Cada um deles tem seu movimento característico, mas todos os três têm sua zona-chave concentrada no meio-campo adversário. Rodri terá que se desdobrar – será necessário não apenas o controle habitual, mas também a marcação do jogador-chave do oponente.
Rodri começará com o principal assistente da Copa do Mundo, Olise (5 assistências). Michael não é apenas uma máquina criativa genial, mas também um trabalhador inteligente, capaz de executar qualquer tarefa sem a bola. Não será fácil para Rodri, mas parece que ele está mais preparado para esse teste do que em qualquer momento do último ano.
Pep sabia do que estava falando: Rodri está de volta.




Esperando o fracasso do Rodri na semifinal
Sinto que hoje o ataque dos franceses vai explorar essa zona e vai ser um massacre
O mais frustrante é que ele está mostrando mais uma vez um desempenho incrível e parece que, pela primeira vez em três temporadas, terá que carregar o City ao título novamente. Mas ele passará por uma cirurgia no verão e só voltará aos treinos no final de setembro. No final, ele se sacrificará pela seleção, e no clube… bem, pessoal, desculpa, é a lesão. Que pena. Embora, se ele estiver flertando com o Real Madrid e o novo contrato estiver em dúvida, talvez seja hora de dar mais espaço para o Anderson como volante e finalmente parar de deixar o Nico González sempre no banco, dando a ele minutos decentes. E o Rodri, no próximo verão, já como agente livre, para o ensolarado Madrid, mas totalmente recuperado.
Rodri é um gigachad, ele engoliu todo o meio-campo de Portugal sozinho. A França não vai ver a bola, a única esperança são os contra-ataques raros, e isso só porque o senhor Rodri vai cansar um pouco
Tive a sensação de que no primeiro jogo do campeonato, Rodri estava se encontrando, mas melhorou a cada partida e agora ele está de volta como o cara que ganhou a Bola de Ouro.
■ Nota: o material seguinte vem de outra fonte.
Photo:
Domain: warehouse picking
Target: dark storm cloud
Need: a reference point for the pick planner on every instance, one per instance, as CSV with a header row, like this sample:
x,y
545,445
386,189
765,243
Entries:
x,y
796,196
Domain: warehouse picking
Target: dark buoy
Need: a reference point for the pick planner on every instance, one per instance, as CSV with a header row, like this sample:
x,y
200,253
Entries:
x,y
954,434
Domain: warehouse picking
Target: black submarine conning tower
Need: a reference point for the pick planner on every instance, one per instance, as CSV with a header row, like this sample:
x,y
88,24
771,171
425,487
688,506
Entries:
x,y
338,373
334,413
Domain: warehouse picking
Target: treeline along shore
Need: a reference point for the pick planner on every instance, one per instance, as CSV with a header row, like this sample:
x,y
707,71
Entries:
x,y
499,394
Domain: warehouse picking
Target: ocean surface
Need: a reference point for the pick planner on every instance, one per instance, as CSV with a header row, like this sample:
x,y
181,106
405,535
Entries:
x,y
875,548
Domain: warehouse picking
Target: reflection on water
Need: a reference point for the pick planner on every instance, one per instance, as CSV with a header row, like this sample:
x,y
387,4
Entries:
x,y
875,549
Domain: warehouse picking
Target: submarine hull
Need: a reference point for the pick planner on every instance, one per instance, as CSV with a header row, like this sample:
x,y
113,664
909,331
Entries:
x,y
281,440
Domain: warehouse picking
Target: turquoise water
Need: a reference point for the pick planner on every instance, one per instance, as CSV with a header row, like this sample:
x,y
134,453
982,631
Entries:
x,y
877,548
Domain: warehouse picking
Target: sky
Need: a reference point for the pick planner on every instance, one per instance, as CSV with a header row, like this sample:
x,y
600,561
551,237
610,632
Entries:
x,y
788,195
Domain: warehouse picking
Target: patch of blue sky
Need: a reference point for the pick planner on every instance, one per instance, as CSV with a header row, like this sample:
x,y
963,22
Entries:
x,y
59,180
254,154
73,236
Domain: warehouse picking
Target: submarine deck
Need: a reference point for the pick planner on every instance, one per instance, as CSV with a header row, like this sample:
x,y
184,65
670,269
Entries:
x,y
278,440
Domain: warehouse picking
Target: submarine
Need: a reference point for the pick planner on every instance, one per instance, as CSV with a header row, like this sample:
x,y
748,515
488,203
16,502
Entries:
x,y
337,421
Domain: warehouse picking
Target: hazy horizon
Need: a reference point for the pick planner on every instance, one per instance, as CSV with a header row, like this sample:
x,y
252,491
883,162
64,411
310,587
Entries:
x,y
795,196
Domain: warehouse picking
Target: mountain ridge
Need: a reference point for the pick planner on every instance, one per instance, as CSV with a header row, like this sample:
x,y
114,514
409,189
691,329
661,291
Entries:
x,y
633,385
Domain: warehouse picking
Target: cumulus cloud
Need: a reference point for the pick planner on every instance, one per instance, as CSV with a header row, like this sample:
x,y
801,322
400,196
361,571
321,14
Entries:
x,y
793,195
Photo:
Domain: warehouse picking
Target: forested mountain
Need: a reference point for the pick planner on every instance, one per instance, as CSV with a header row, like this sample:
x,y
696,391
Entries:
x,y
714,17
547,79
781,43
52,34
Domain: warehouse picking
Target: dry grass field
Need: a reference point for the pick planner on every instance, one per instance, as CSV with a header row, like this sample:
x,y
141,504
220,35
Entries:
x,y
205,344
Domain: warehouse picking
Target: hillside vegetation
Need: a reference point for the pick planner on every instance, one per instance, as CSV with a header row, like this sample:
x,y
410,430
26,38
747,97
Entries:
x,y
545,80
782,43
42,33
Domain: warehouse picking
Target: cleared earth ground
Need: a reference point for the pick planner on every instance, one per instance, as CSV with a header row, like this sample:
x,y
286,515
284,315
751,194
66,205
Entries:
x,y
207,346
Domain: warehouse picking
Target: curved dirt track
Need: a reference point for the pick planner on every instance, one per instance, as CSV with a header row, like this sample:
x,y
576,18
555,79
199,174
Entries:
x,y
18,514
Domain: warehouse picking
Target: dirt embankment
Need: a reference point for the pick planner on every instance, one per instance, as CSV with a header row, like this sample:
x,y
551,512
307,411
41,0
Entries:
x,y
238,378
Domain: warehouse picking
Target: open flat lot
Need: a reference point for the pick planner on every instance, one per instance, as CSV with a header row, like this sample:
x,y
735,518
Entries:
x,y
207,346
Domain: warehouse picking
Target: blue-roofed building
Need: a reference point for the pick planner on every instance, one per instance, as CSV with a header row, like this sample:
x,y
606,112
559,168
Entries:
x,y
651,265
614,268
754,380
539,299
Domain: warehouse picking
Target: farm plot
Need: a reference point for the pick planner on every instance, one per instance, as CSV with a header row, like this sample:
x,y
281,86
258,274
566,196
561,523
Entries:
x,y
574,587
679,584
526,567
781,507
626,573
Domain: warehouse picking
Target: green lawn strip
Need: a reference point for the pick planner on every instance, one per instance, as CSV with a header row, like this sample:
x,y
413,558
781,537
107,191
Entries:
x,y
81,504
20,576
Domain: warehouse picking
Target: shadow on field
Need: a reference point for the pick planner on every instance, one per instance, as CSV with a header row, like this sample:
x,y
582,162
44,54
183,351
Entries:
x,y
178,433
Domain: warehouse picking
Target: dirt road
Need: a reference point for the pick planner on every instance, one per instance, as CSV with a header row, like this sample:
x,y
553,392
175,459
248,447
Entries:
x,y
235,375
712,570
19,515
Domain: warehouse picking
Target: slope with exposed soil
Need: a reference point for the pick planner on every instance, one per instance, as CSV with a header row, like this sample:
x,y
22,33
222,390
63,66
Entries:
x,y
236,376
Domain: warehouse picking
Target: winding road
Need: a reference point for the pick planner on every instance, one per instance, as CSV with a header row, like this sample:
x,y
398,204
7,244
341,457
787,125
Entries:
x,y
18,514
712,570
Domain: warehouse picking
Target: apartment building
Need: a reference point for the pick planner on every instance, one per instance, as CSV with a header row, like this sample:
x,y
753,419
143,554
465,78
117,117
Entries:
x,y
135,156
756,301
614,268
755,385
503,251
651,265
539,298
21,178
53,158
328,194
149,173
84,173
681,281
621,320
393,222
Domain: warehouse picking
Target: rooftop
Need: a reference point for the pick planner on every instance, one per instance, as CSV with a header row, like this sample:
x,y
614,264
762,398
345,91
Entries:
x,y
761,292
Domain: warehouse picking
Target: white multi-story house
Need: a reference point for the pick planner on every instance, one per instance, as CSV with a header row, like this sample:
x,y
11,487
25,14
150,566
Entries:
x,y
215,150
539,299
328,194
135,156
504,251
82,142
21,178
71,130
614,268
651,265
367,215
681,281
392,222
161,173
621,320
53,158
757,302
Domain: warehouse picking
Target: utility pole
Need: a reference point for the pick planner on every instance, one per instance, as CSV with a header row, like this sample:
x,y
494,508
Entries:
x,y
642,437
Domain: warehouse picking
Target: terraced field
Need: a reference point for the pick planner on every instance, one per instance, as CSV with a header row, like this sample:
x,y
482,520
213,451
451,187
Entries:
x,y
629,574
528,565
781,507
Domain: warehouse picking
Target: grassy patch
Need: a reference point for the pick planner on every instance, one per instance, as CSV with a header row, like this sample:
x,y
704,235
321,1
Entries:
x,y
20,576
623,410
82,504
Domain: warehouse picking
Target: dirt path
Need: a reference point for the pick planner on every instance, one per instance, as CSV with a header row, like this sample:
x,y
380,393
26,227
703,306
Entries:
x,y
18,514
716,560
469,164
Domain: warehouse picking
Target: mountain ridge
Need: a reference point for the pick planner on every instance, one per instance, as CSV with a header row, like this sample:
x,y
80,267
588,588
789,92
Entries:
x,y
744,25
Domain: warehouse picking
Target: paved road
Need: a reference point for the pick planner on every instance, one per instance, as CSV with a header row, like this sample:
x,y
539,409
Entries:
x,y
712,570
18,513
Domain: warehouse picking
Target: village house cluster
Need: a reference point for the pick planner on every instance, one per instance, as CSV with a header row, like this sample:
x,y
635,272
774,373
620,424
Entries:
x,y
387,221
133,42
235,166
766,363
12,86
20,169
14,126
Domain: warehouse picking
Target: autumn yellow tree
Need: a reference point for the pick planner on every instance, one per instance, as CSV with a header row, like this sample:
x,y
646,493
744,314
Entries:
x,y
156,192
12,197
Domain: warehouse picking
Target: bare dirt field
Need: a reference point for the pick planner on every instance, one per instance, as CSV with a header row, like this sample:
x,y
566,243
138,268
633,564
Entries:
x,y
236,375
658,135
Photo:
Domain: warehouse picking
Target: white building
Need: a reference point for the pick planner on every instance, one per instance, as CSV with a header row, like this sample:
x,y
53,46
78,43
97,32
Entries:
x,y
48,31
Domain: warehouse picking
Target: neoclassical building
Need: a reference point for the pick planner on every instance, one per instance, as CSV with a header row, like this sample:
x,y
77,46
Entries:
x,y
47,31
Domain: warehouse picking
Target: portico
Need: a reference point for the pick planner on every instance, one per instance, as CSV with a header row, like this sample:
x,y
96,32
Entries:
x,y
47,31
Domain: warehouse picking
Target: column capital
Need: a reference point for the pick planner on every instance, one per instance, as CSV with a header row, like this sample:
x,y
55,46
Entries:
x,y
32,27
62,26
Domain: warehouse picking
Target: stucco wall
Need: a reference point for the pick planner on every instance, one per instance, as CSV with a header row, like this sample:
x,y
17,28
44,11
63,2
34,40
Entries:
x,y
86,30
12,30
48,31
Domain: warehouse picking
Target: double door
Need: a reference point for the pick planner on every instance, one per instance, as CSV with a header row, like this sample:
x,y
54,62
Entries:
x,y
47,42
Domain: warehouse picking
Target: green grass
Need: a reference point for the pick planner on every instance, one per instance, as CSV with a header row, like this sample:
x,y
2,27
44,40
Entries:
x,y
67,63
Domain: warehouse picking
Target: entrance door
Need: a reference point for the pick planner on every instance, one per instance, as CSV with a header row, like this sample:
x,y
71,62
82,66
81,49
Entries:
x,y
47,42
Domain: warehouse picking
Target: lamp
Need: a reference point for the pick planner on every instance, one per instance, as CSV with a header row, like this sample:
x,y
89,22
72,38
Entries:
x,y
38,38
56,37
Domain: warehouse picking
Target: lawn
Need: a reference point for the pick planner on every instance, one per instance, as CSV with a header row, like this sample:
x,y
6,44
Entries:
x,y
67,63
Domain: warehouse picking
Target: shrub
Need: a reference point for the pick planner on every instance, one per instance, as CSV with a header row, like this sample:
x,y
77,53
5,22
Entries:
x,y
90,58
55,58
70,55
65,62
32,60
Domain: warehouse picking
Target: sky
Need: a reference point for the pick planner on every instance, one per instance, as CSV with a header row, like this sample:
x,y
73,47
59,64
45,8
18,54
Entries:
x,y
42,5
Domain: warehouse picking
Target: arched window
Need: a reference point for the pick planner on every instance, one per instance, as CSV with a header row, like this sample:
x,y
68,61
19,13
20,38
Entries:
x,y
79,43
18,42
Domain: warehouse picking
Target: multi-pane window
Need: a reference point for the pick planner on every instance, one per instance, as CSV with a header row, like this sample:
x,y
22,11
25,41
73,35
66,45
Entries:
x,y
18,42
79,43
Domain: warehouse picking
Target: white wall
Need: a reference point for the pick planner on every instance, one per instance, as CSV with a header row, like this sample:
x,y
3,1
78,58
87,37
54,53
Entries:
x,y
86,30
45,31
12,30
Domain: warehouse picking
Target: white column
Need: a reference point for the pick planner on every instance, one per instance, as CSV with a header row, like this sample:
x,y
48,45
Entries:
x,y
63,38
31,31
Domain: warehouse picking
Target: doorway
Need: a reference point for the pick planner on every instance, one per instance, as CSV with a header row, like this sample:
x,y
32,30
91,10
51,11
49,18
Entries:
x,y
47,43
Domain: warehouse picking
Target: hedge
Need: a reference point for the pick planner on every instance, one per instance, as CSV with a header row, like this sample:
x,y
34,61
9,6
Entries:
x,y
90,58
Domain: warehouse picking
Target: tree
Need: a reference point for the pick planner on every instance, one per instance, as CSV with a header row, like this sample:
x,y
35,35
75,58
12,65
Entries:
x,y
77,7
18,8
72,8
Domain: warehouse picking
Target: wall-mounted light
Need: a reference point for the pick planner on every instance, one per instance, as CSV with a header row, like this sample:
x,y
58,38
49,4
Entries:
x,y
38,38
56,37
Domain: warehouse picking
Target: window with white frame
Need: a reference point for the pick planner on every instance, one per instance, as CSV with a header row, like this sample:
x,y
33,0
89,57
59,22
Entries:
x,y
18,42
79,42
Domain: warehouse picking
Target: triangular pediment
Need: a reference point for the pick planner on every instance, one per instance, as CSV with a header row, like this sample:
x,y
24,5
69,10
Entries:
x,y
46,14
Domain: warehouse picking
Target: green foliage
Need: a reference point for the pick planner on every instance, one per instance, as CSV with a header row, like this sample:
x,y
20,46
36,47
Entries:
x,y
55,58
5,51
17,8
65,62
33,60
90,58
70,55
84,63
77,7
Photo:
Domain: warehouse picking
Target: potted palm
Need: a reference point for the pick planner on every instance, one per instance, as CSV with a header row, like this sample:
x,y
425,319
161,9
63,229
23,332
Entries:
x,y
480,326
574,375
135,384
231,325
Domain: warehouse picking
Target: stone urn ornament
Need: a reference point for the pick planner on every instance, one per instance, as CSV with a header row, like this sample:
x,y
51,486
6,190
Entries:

Um futebolista excepcional.
Os franceses mal conseguem tocar na bola, quanto mais encher o pé
Pelo jeito que jogaram contra Portugal, a França não terá problemas em tocar na bola
Estão tentando azarar a Espanha de todas as formas possíveis 😁
Bernal se parece um pouco com Rodri, embora ainda de longe
Não se parece nem um pouco.
estatura, jeito de correr e tal
Nem se compara, o melhor ☝️
Aquele que pode parar a França. Vamos ver
Hoje e amanhã só como sobremesa)
Rodri acabou se revelando um babaca.